Apparently, he said that changes to the benefits system were part of
“a ‘historic mission’ to help people ‘break free’ like William Wilberforce’s campaign to end the slave trade”.
Do you wish to comment on what he said?
The witnesses should remember that this is all on the record. [Laughter.]
I think that the fact that the Government was recently taken to court over its welfare reforms encouraging slavery by forcing people who are on benefits to work for private companies for nothing says it all. I understand that Iain Duncan Smith gets paid £1 million a year out of the public purse for his wife’s farm—I think that that is correct. He is the biggest benefits recipient in the country. I am sorry—I am getting more and more angry.
Donald has set the scene, but Audrey or Rosena might have some comments that are of a different nature or in a different vein. Iain Duncan Smith says that he is setting people such as you free. Do you feel free?
It would be nice if our health would let us be set free, but that is not going to happen. As I said, I would love for my illness to be cured, so I could have my life back and not depend on benefits, but until my health sets me free Iain Duncan Smith certainly cannot.

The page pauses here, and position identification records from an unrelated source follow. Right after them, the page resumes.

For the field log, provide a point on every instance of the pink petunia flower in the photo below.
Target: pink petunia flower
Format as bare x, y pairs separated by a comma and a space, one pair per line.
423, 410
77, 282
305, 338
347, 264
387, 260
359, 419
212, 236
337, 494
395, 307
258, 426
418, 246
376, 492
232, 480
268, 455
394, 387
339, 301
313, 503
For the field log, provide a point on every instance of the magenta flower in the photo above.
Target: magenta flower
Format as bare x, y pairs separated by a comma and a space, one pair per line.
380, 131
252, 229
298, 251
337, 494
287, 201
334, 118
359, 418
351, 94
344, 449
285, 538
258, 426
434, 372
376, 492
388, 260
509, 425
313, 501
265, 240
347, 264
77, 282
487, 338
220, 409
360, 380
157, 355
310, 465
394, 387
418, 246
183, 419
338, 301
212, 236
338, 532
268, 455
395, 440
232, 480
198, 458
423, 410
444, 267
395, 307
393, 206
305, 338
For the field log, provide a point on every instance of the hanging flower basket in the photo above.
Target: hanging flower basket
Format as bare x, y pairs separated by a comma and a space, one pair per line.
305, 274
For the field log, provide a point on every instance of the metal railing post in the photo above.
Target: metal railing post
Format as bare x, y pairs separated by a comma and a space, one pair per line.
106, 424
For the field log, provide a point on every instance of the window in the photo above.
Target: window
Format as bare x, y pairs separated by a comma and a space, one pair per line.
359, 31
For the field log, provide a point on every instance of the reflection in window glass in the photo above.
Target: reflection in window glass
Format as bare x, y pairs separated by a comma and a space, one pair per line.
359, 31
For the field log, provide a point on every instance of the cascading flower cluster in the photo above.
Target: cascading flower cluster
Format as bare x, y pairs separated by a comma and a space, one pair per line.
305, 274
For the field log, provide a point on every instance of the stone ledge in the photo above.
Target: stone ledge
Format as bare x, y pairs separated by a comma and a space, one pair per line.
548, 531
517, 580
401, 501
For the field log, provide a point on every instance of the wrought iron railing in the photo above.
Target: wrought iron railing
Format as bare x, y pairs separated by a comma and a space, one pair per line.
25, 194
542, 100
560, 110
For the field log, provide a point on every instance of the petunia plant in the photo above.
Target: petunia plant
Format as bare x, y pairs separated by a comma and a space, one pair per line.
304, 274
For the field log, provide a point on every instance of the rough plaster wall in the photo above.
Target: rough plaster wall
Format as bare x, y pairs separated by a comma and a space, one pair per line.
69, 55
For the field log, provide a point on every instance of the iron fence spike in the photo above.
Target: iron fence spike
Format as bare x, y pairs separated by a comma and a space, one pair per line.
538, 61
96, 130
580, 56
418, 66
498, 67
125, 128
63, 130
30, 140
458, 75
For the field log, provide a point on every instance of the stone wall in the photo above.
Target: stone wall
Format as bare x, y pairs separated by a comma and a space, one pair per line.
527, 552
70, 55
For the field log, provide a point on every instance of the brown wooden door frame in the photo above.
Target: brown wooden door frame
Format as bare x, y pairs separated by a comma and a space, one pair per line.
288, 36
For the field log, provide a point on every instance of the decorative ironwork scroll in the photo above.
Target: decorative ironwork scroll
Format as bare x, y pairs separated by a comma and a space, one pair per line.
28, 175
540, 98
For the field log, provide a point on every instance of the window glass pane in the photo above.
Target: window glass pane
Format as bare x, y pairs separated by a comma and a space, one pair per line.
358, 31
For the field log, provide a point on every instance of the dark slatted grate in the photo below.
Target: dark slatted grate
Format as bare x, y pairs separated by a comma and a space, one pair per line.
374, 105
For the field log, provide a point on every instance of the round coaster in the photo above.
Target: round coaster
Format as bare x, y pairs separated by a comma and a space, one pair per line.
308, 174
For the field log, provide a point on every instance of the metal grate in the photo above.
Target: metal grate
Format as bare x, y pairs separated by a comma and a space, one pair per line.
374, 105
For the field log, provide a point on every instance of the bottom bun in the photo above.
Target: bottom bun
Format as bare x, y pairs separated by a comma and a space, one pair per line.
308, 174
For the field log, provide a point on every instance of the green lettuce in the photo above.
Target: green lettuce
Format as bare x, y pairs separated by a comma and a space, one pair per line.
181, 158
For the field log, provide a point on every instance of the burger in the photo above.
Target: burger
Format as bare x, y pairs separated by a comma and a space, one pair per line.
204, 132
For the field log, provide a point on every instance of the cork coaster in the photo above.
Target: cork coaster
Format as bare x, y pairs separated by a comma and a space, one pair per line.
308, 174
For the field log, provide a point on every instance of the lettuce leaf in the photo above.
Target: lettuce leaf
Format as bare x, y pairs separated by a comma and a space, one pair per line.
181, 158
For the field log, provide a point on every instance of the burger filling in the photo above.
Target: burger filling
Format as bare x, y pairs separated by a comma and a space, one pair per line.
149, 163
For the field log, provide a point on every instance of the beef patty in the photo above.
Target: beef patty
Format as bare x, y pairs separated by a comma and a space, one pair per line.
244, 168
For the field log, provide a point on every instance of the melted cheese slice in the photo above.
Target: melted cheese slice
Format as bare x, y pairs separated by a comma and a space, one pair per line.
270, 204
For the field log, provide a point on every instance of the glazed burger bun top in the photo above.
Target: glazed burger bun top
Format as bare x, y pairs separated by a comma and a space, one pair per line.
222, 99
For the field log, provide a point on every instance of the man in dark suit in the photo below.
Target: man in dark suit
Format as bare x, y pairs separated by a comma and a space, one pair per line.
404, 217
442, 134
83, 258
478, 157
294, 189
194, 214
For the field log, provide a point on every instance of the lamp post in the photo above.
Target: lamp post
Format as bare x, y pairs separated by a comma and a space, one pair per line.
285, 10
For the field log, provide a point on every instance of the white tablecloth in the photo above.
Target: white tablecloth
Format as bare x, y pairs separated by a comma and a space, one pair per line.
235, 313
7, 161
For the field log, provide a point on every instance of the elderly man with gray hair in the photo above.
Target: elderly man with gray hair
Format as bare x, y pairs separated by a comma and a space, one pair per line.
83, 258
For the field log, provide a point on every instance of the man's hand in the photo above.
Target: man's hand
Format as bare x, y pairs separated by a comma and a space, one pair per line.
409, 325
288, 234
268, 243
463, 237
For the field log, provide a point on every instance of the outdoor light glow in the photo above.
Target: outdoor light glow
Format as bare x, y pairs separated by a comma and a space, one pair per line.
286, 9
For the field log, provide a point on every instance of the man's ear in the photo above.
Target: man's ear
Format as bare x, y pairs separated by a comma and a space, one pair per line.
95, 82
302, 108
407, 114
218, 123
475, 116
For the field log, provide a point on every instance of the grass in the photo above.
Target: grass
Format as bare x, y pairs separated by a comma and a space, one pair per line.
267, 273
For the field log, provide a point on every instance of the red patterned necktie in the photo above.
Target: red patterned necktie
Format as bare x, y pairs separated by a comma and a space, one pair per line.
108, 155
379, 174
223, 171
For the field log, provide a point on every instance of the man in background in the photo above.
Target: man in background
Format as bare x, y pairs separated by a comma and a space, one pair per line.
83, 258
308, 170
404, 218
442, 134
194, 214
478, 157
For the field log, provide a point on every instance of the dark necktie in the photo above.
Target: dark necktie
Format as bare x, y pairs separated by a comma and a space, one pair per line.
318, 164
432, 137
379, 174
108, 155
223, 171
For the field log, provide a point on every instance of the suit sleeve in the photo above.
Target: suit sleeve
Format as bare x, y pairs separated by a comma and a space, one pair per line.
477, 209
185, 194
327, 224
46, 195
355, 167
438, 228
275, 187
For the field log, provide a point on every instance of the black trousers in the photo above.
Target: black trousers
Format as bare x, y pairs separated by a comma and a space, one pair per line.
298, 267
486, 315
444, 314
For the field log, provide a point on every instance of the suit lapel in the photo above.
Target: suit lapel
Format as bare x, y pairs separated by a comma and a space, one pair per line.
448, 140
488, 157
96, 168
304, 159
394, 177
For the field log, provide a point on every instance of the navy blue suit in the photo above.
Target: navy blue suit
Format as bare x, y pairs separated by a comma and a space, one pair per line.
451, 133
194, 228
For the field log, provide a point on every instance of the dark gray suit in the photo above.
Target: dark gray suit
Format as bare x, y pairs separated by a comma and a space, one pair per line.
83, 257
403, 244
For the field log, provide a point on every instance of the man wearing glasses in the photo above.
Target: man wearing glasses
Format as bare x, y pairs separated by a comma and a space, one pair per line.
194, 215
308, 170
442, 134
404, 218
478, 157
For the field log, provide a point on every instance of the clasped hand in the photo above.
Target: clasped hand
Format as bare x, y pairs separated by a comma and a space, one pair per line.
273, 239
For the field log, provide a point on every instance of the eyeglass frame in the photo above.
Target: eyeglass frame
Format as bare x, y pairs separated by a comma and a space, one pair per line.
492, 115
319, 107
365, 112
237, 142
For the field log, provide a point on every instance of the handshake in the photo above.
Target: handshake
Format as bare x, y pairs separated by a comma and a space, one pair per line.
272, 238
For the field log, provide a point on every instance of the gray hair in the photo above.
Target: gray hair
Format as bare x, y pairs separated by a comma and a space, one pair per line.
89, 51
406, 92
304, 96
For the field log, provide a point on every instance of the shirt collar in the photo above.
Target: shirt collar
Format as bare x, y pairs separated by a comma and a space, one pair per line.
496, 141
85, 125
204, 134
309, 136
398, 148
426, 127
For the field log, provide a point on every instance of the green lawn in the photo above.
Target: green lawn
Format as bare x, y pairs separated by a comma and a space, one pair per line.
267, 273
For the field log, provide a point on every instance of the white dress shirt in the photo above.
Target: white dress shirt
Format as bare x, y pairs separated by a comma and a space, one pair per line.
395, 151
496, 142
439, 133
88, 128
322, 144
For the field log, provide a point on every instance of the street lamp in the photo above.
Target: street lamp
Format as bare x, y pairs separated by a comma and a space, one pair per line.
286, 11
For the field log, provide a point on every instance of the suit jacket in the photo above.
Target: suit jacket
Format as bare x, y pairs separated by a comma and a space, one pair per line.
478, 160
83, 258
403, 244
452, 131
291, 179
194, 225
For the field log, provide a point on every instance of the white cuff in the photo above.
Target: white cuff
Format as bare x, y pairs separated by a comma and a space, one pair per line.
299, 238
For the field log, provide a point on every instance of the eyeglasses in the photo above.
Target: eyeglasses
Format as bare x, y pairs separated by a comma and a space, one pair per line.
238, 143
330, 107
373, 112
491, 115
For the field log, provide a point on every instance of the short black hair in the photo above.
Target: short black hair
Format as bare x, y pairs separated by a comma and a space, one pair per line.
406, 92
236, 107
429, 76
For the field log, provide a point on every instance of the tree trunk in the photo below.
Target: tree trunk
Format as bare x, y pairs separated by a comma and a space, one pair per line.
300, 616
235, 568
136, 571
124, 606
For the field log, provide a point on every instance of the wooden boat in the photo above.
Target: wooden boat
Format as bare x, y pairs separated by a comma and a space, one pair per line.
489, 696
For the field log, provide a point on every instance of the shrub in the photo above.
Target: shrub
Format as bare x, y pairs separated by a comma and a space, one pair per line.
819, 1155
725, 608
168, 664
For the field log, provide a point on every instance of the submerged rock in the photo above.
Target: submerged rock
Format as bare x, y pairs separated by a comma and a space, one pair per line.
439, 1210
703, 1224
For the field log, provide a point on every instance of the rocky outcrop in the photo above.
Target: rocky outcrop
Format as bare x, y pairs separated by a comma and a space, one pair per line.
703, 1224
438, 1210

What I want to say is unprintable.
Okay. Thank you very much, all of you, for coming along. It has been very useful for us.
It has indeed. I thank all of you very much for your contributions. If there is any more information that you want to give us—if you get home and think, “I wish I’d said that”—feel free to do so, if you think that it would be useful.
We have had “Your Say” sessions in the past, which have all been very informative and have helped us to take things forward by asking pertinent questions based on the information that has been given us. Today has been no different. I suggest to the committee that the clerks will go over what we have heard this morning and pull together some information so that we can ask pertinent questions of Iain Duncan Smith and the Department for Work and Pensions and get answers from them.
One of the reasons why we had this morning’s witnesses is that in previous meetings concerns have been expressed about the inability of the work capability assessment to take into account degenerative and long-term conditions. On our visit to an Atos assessment centre, Atos told us that it, along with others, had raised concerns that there was nowhere in the system that would take account of people undergoing treatment for cancer. The DWP responded to that because the issue was raised. It is important that we raise these issues and ask for an explanation of why people with degenerative diseases and long-term conditions are being assessed and re-assessed, when no medical interventions are creating improvement that would lead someone to believe that they have gone from being unfit for work to being fit for work. As has been said, more miracles take place in Atos assessment centres than in Lourdes. People go into them incapable of working and come out capable of working, yet their condition has not improved. We have to get answers to such questions.
The information that you have given us today backs up the information that we had received before and gives us the opportunity to ask those relevant questions. If the committee agrees, we will send off a letter to that effect.
Members indicated agreement.
Thanks very much to the three of you for coming and for the information that you have given us. I hope that the meeting was not too arduous; you have certainly helped the committee.
11:23 Meeting continued in private until 11:38.